Ticarete ilk başladığınız dönemlerde neler yaptınız? 
Açıkçası, ilk ticaretim çok kolay değildi. 1960'lı yılların ortalarıydı. Bugün Eminönü'nde tezgah üzerinde biryantin, fanila, tarak gibi şeyleri satan çocuklarla sohbet ettim. Defolu mal sattıklarını ama temin edemediklerini öğrendim. Bu ürünler nereden alınır düşüncesiyle yola çıktım. Önemli bir gömlek fabrikası vardı. Onlardan ihraç fazlası malları almaya başladık. 
Zaman geçtikçe aldığımız ürünlerin sayısı artıyordu.
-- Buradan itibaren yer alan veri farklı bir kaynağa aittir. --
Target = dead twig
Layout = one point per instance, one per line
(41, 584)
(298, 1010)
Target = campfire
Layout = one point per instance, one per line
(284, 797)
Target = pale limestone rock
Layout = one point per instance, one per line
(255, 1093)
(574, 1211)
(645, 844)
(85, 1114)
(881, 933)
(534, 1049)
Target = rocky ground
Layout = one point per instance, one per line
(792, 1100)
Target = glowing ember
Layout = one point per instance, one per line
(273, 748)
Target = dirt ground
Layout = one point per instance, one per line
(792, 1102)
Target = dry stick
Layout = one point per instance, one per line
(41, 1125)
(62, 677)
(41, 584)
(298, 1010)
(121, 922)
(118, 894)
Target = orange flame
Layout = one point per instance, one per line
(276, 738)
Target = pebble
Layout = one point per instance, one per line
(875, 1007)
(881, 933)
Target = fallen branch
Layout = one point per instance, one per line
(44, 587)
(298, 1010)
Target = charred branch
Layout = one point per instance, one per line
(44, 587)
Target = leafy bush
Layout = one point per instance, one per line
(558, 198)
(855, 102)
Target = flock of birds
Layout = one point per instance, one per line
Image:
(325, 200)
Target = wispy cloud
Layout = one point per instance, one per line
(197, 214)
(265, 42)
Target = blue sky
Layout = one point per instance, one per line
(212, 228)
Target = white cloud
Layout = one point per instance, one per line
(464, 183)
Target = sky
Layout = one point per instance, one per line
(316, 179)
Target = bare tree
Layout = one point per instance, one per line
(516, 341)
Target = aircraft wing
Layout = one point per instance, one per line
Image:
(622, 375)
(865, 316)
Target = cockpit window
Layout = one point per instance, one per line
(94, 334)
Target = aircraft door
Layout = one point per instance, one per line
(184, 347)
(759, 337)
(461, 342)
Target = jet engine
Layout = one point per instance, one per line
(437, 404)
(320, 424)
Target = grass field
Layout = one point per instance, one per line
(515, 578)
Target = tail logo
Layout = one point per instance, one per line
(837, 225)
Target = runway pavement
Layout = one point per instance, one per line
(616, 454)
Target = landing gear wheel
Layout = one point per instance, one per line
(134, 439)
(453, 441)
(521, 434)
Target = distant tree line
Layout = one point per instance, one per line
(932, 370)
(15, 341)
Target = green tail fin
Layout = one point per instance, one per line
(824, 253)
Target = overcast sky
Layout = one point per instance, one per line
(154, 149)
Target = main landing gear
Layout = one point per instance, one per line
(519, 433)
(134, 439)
Bir gün, balyalarda çok fazla mal çıkınca, farkını kendilerine ödeyeceğimi söyledim. Onlar çok şaşırdılar ve bizi kollamaya başladılar. Ve firmanın defolu mallarının dağıtım ve ticaretini bize devrettiler. İthalatçı oldum. Tekstil ve sanayicilere boya maddeleri satanların hepsine ulaştık. 
O dönem Türkiye'de her şey kayıptı. İthalatı yapılmamış mallar gelirdi, bunlar faturasız satılırdı. Birçok kaynak bir şekilde kullanılır ve Türkiye çarkını çevirirdi. Ve kimse "ne yaptın" diye sormazdı. Biz bunların dışında kalmaya çalıştık. Çünkü yer edinmek istiyorduk. Zaten çarkı öyle çevirenlerin hiçbiri kalmadı. Daha sonra farklı mamullere döndük. Genpa da ismini oradan aldı; genel pazarlama.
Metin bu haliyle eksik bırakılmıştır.